Materials and methods: 167 patients with cUICC stages II (28%) and III (72%) received preoperative 5-FU-based RCT followed by total mesorectal excision (TME). A comparison group (n=41) received postoperative RCT after primary TME. All patients were treated after standardized protocols within phase-II/-III-trials of the German Rectal Cancer Study Group. TS levels from pre-treatment biopsies and corresponding resection specimens were assessed by immunohistochemical staining for their impact on DFS and CSS. Additionally, a TS gene polymorphism 28 bp repeat was analysed in respect to intracellular protein expression levels and prognostic significance.
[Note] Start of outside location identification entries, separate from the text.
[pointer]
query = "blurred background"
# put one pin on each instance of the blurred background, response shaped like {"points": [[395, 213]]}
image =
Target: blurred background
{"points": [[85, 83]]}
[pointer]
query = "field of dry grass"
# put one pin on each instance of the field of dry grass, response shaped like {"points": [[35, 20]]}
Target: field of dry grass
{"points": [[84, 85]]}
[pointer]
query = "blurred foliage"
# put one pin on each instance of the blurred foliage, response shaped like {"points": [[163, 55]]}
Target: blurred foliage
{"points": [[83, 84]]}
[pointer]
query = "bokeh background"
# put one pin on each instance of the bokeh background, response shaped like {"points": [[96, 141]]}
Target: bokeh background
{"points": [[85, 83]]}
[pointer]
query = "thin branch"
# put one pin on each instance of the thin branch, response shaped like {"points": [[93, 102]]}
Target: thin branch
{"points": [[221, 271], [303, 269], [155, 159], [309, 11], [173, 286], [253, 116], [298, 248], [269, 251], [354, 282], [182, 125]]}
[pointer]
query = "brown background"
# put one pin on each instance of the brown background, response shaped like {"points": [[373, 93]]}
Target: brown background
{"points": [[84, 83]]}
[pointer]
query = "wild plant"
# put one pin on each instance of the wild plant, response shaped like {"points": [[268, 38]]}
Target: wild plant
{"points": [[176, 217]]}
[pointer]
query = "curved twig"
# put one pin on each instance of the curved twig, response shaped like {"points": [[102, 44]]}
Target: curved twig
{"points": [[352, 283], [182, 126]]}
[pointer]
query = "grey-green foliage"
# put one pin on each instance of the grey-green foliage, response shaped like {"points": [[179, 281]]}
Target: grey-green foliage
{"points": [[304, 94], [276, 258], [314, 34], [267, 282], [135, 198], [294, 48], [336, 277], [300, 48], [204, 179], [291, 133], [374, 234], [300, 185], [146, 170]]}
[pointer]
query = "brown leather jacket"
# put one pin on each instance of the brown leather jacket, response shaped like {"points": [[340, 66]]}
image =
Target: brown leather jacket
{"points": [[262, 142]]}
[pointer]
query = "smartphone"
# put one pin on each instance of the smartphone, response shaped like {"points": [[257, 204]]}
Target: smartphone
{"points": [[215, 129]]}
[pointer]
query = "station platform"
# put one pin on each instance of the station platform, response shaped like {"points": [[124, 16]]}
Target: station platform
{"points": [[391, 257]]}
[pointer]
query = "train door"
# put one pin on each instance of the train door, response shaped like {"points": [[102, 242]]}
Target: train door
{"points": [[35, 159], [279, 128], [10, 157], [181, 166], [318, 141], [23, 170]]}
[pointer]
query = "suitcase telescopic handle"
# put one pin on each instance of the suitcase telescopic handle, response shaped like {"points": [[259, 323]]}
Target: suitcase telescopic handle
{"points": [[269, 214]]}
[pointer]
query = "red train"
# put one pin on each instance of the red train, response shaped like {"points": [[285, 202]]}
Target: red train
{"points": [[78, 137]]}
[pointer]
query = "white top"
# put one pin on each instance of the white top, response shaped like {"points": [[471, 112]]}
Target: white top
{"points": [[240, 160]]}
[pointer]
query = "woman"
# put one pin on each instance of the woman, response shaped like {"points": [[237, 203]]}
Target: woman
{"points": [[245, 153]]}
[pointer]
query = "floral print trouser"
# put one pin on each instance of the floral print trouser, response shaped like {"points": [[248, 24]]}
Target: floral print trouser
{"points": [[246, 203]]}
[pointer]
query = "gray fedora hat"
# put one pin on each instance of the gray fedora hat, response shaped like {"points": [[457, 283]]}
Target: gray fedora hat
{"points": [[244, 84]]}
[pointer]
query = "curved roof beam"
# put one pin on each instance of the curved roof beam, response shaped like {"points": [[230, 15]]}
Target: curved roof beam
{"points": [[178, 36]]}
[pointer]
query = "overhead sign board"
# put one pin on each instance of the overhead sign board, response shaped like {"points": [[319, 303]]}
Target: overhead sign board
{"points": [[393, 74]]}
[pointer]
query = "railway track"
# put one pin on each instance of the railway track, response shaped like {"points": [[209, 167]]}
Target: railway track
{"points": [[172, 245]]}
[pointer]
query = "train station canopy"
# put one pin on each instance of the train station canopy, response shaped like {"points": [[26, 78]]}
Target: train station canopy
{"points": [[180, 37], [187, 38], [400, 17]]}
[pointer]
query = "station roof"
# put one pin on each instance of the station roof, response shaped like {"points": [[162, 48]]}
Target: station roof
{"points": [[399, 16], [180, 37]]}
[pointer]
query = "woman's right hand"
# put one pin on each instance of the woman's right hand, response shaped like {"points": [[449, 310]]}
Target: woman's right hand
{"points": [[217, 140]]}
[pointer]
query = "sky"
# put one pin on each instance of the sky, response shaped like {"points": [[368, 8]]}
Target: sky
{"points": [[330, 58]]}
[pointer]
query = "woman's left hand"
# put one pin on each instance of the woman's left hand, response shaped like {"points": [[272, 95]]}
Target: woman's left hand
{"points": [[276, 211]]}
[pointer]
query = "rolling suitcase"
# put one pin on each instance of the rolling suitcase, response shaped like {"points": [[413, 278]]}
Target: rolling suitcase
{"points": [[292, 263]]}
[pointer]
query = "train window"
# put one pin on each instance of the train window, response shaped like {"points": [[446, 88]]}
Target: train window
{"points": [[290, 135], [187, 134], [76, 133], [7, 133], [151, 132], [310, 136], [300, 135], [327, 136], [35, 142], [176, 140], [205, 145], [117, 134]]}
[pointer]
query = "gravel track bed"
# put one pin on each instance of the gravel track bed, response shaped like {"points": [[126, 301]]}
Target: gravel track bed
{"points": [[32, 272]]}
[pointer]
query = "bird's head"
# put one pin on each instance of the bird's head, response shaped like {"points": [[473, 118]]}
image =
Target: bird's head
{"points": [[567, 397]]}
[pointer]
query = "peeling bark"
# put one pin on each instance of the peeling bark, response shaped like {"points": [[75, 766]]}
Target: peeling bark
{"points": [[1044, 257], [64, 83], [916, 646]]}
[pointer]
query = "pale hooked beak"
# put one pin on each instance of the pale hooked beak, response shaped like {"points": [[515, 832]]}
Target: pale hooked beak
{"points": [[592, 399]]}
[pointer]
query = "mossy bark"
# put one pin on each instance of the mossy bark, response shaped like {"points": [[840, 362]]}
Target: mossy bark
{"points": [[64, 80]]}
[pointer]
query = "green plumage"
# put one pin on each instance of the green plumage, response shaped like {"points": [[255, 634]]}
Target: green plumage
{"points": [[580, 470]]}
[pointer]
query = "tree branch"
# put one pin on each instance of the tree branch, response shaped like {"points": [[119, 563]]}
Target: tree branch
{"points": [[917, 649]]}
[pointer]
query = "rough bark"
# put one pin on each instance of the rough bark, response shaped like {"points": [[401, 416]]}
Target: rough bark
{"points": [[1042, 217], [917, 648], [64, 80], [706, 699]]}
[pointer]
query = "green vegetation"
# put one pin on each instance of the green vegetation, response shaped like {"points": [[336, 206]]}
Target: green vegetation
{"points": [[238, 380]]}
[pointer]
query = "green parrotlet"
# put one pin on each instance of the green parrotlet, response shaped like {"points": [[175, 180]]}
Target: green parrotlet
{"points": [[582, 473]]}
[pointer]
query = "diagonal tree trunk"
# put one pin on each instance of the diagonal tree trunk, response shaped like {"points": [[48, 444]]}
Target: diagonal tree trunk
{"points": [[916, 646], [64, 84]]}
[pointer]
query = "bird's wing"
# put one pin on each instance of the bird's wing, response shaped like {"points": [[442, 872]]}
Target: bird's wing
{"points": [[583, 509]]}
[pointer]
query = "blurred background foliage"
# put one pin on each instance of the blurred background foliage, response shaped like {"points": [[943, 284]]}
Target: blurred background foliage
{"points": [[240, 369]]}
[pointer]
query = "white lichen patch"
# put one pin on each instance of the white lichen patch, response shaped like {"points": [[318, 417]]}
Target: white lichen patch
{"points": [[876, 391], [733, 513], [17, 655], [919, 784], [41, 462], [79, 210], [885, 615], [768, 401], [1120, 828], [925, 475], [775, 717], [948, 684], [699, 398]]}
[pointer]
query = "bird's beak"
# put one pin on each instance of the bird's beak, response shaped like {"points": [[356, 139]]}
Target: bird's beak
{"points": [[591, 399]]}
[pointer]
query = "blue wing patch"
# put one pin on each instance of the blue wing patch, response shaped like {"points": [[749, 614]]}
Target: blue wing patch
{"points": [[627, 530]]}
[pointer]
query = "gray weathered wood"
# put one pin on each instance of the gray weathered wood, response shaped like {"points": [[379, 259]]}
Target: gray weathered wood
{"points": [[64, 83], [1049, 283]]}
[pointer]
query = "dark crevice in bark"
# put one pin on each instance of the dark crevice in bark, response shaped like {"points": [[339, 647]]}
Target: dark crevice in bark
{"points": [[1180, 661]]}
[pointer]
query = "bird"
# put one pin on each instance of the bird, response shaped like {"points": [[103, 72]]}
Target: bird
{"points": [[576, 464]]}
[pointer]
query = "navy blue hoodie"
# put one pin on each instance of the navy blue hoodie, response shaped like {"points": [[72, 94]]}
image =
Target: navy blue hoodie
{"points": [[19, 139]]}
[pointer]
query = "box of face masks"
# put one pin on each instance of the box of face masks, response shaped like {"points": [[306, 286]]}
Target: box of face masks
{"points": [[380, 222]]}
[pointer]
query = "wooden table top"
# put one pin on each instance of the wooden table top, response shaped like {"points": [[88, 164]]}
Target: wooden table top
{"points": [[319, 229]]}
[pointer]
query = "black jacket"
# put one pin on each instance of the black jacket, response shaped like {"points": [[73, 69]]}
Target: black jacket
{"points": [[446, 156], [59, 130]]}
Results: Patients with low TS expression in pre-treatment biopsies showed a correlation with impaired CSS (p=0.015). After neoadjuvant RCT there was evidence of lymph node metastases (ypUICC stage III) in 32.6%. Complete histopathologically confirmed tumor regression (TRG 4) was achieved in 16 patients (9.5%). During follow-up (median 57 months) patients with low intratumoral TS expression and positive nodal status were at high risk for local and/or distant metastatic recurrence (p=0.040). Analysis of the 28bp repeat revealed a correlation of *3/*3 genotype with high TS expression in pretherapeutical biopsies (p=0.059).
Conclusion: TS represents a prognostic biomarker in locally advanced rectal cancer indicating an unfavourable outcome for patients with low TS expression and might help to adapt adjuvant therapy regimens by stratifying patients according to their risk for cancer recurrence.